The first evening that Lancelot came downstairs, Honoria clapped her hands outright for joy as he entered, and ran up and down for ten minutes, fetching and carrying endless unnecessary cushions and footstools; while Argemone greeted him with a cold distant bow, and a fine-lady drawl of carefully commonplace congratulations. Her heart smote her though, as she saw the wan face and the wild, melancholy, moonstruck eyes once more glaring through and through her; she found a comfort in thinking his stare impertinent, drew herself up, and turned away; once, indeed, she could not help listening, as Lancelot thanked Mrs. Lavington for all the pious and edifying books with which the good lady had kept his room rather than his brain furnished for the last six weeks; he was going to say more, but he saw the colonel’s quaint foxy eye peering at him, remembered St. Francis de Sales, and held his tongue.

But, as her destiny was, Argemone found herself, in the course of the evening, alone with Lancelot, at the open window. It was a still, hot, heavy night, after long easterly drought; sheet-lightning glimmered on the far horizon over the dark woodlands; the coming shower had sent forward as his herald a whispering draught of fragrant air.

‘What a delicious shiver is creeping over those limes!’ said Lancelot, half to himself.

The expression struck Argemone: it was the right one, and it seemed to open vistas of feeling and observation in the speaker which she had not suspected.
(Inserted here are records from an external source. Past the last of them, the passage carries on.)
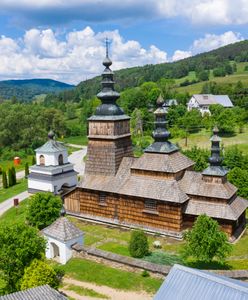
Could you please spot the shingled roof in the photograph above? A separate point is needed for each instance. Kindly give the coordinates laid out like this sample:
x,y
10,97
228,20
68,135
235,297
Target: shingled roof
x,y
168,163
43,292
225,211
63,230
192,184
134,185
192,284
51,146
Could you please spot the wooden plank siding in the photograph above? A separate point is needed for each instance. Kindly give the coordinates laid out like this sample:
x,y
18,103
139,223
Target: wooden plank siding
x,y
130,210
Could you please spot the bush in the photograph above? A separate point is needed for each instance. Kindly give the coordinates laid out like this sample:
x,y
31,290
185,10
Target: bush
x,y
206,241
39,273
138,245
43,210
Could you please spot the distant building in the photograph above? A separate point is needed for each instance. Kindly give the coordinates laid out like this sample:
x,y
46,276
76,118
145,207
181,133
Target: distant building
x,y
159,191
192,284
203,101
43,292
52,172
171,102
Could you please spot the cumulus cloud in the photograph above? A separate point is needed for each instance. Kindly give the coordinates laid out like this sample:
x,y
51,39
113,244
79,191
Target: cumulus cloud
x,y
61,11
207,43
41,54
214,41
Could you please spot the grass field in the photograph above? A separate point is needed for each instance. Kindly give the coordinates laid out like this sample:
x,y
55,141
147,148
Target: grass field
x,y
20,187
85,270
201,139
196,88
6,164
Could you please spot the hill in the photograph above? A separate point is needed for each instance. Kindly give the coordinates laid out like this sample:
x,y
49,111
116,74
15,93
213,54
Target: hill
x,y
220,59
26,90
There was a rich melancholy in the voice;—she turned to look at him.

‘Ay,’ he went on; ‘and the same heat which crisps those thirsty leaves must breed the thunder-shower which cools them? But so it is throughout the universe: every yearning proves the existence of an object meant to satisfy it; the same law creates both the giver and the receiver, the longing and its home.’
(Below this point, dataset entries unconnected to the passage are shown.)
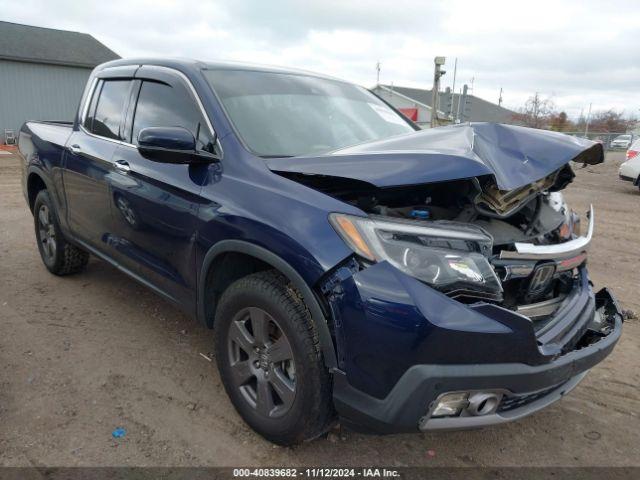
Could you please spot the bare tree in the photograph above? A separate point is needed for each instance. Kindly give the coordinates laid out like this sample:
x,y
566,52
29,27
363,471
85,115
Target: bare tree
x,y
536,113
609,121
561,122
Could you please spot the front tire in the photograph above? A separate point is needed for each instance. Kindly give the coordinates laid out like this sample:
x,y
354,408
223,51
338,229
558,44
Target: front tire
x,y
59,256
270,361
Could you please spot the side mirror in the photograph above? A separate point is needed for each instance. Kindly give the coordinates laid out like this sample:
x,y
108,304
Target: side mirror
x,y
170,145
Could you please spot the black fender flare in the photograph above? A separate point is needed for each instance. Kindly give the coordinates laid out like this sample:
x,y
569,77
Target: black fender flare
x,y
251,249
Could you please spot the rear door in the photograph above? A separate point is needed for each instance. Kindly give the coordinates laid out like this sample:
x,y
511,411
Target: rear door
x,y
88,160
155,205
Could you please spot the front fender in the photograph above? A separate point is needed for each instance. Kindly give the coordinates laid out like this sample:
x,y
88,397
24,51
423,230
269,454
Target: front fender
x,y
247,248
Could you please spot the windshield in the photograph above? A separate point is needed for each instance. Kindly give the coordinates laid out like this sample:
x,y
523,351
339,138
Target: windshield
x,y
282,114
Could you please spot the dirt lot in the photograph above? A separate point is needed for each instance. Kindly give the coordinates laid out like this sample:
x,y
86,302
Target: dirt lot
x,y
82,355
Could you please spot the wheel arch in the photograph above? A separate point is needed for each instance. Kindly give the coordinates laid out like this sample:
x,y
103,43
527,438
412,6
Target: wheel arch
x,y
35,184
263,259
‘If one could but know sometimes what it is for which one is longing!’ said Argemone, without knowing that she was speaking from her inmost heart: but thus does the soul involuntarily lay bare its most unspoken depths in the presence of its yet unknown mate, and then shudders at its own abandon as it first tries on the wedding garment of Paradise.
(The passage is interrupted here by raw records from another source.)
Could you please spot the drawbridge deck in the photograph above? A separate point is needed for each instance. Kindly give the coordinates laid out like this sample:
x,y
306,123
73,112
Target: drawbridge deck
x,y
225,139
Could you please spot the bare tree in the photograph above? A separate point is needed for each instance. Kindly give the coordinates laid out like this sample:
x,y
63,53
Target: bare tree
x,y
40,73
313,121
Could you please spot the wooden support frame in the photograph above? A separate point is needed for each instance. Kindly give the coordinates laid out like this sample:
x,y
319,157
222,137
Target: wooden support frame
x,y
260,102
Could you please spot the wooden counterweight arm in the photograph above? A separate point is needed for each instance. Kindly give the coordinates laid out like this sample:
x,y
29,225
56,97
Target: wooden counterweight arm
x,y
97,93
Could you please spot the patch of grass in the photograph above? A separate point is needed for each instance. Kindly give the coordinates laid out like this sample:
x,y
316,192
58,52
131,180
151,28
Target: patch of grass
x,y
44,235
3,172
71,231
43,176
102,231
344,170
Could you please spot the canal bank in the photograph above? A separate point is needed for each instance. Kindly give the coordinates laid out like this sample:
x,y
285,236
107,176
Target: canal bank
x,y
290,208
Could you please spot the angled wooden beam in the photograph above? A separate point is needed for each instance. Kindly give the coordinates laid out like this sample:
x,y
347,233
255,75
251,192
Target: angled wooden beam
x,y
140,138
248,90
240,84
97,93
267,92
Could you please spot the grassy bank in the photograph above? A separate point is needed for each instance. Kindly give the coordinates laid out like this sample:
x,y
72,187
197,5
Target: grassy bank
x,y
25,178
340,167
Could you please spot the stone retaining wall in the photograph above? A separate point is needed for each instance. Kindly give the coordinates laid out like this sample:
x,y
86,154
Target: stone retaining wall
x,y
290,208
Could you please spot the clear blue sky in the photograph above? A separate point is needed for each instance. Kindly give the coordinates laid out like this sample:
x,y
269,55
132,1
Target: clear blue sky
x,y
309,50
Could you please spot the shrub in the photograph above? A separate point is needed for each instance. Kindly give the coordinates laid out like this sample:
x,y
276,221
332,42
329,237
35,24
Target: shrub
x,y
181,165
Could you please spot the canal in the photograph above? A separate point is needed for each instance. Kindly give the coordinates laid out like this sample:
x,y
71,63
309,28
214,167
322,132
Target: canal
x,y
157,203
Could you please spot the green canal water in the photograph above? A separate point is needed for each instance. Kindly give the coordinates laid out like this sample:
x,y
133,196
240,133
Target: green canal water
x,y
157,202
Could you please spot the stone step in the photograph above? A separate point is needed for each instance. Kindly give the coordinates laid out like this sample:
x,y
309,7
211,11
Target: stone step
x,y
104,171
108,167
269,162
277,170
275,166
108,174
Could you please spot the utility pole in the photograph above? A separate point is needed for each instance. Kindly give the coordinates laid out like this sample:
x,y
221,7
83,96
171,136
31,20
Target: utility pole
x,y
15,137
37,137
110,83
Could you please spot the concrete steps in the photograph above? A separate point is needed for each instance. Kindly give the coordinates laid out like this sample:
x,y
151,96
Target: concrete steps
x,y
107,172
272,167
Lancelot was not yet past the era at which young geniuses are apt to ‘talk book’ at little.

‘For what?’ he answered, flashing up according to his fashion. ‘To be;—to be great; to have done one mighty work before we die, and live, unloved or loved, upon the lips of men. For this all long who are not mere apes and wall-flies.’

‘So longed the founders of Babel,’ answered Argemone, carelessly, to this tirade. She had risen a strange fish, the cunning beauty, and now she was trying her fancy flies over him one by one.

‘And were they so far wrong?’ answered he. ‘From the Babel society sprung our architecture, our astronomy, politics, and colonisation. No doubt the old Hebrew sheiks thought them impious enough, for daring to build brick walls instead of keeping to the good old-fashioned tents, and gathering themselves into a nation instead of remaining a mere family horde; and gave their own account of the myth, just as the antediluvian savages gave theirs of that strange Eden scene, by the common interpretation of which the devil is made the first inventor of modesty. Men are all conservatives; everything new is impious, till we get accustomed to it; and if it fails, the mob piously discover a divine vengeance in the mischance, from Babel to Catholic Emancipation.’